Other researchers have found within-list shifts using manipulations of memory strength at encoding (Bruno et al., 2009; Morrell, Gaitan, & Wixted, 2002; Singer & Wixted, 2006), though some of these shifts may not be aptly characterized as strength-based shifts per se. For example, in the Singer and Wixted (2006) study, categorized lists were studied at different delays; hence, memory strength was technically confounded by category membership (see Hicks & Starns, 2014, for a discussion of this issue). Thus, it is ambiguous whether shifts here result from using category membership as a cue for expected memory strength or whether participants are making more of a heuristic decision based on the category itself (i.e., the category was a cue to strength, but also was what helped to define strong versus weak). Analogously, the Bruno et al. (2009) study confounded memory strength with semantic (Experiment 1) and perceptual (Experiment 2) categories at encoding, hence the within-list shifts they observed are also not necessarily strength based. The larger point is that within-list criterion shifts (strength based or otherwise) do not occur without some sort of external cue—those cues can directly signal expected memory strength like the color cues used by Hicks and Starns (2014) or like the perceptual and semantic cues given by Bruno et al. (2009).

Our finding that probability-based criterion shifts were correlated across 2 days of testing replicates the Aminoff et al. (2012) study and extends their findings by demonstrating that, even across days, individuals show a consistency in their willingness to shift their decision criterion in response to probability information. This finding suggests that shifting behavior in this task is quite reliable across stimulus types (Aminoff et al., 2012) and across time. The correlation we found in Experiment 2 (r = .38) is roughly two thirds of that reported by Aminoff et al. (2012), although they tested participants in a single testing session rather than across days, as we did. Similarly, the reliability of our strength-based shifts dropped when tests were given on different days.
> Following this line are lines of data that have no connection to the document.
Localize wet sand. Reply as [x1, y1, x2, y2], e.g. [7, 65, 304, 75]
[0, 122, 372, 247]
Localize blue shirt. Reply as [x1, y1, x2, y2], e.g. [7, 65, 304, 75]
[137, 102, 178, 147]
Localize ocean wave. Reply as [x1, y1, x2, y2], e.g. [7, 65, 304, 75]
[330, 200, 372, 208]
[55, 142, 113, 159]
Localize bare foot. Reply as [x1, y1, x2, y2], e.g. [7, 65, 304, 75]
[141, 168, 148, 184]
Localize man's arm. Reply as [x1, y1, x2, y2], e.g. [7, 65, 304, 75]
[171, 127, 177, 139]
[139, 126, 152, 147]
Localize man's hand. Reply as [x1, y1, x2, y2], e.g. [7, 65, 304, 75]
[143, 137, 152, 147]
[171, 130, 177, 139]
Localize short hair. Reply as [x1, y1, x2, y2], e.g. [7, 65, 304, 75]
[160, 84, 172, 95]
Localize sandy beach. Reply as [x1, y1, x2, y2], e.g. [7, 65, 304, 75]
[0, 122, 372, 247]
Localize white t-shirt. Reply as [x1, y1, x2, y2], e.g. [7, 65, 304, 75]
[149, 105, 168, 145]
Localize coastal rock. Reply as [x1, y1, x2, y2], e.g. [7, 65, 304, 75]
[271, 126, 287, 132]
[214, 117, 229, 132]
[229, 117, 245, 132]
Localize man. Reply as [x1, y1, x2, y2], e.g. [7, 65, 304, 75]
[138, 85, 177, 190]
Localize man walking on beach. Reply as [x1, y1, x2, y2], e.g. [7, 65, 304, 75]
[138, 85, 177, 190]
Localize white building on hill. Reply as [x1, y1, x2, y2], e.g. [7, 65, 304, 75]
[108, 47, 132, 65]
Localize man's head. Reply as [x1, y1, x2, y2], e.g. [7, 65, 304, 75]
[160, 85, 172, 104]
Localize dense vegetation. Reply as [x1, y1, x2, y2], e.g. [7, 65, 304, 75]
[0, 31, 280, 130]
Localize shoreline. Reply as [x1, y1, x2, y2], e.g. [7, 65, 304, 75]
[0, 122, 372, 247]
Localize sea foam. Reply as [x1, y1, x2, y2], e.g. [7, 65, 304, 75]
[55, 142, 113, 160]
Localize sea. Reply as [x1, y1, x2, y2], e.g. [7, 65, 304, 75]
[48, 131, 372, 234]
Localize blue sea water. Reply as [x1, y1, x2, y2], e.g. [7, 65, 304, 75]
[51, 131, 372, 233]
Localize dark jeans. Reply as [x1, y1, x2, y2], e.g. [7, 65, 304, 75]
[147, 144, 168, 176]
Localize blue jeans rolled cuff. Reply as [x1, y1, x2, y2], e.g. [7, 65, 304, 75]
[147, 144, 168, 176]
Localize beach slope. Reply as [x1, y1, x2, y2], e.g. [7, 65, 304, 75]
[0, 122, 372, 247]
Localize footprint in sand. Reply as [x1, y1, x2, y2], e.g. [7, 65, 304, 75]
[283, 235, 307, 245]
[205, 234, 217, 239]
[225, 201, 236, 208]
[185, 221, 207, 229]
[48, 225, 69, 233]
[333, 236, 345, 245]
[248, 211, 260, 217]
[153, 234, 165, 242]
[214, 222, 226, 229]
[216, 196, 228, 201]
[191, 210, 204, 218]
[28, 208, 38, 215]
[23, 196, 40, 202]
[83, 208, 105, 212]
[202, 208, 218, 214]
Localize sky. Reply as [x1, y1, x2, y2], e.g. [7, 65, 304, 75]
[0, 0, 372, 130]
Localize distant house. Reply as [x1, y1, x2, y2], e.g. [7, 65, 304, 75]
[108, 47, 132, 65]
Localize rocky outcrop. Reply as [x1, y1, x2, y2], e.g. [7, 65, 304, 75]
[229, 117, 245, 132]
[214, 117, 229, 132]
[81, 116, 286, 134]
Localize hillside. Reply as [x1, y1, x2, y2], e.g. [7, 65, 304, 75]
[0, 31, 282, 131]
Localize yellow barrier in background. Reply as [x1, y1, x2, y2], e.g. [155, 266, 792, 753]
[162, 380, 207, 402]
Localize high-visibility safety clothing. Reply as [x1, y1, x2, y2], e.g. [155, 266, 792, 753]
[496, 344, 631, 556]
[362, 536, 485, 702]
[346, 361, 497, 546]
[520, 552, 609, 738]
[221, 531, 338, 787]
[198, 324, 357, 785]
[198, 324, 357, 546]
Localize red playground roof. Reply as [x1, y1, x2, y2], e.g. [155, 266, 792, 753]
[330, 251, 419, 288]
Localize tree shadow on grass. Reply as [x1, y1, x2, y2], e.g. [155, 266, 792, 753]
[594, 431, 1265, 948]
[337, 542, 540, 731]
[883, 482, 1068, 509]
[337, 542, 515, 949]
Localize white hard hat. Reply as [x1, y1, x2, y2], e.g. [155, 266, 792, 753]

Although we found evidence in both experiments that people can reliably shift their criterion within a given type of recognition test, our data do not support Aminoff et al.’s (2012) claim that people’s shifting generalizes. Some participants exhibited large and moderate shifts in one type of task, but not another. Our finding that criterion shifting does not appear to be trait-like provides an interesting contrast to the work showing that criterion setting is highly consistent across different stimuli and test contexts. Kantner and Lindsay (2012, 2014) have shown in many different test contexts that where a recognition criterion is set it is highly consistent across individuals. This was true even when the criterion measurement on two tasks were days apart and presented in very different settings and circumstances (Kantner & Lindsay, 2014). Our own data support this conclusion. For example, in Experiment 2, the FAR in weak conditions of the strength-based tests on Day 1 correlated well with the FAR in high- and low-probability conditions on Day 2 (r = .48 and r = .57, respectively). The correlations among all of our FAR measures in Experiment 2 ranged from .38 at the lowest to .74 at the highest, and similar patterns were true of our data with other potential criterion measures, such as C or ln(β) from signal-detection theory. These patterns also held for Experiment 1. One potential avenue for future research is to explore whether an individual’s relatively consistent criterion setting relates to their criterion shifting, notably, under what circumstances these separate behaviors might or might not be related. It could be that a person’s willingness to shift his or her criterion is related to where it is initially set. As noted by Aminoff et al. (2012), the need for a person to shift his or her criterion becomes less necessary when that person’s criterion setting starts off relatively optimal or neutral. Perhaps the individuals most likely to exhibit large criterion shifts are those who start off with a sufficiently extreme liberal or conservative setting. In any event, the relationship between criterion setting and criterion shifting remains an open question.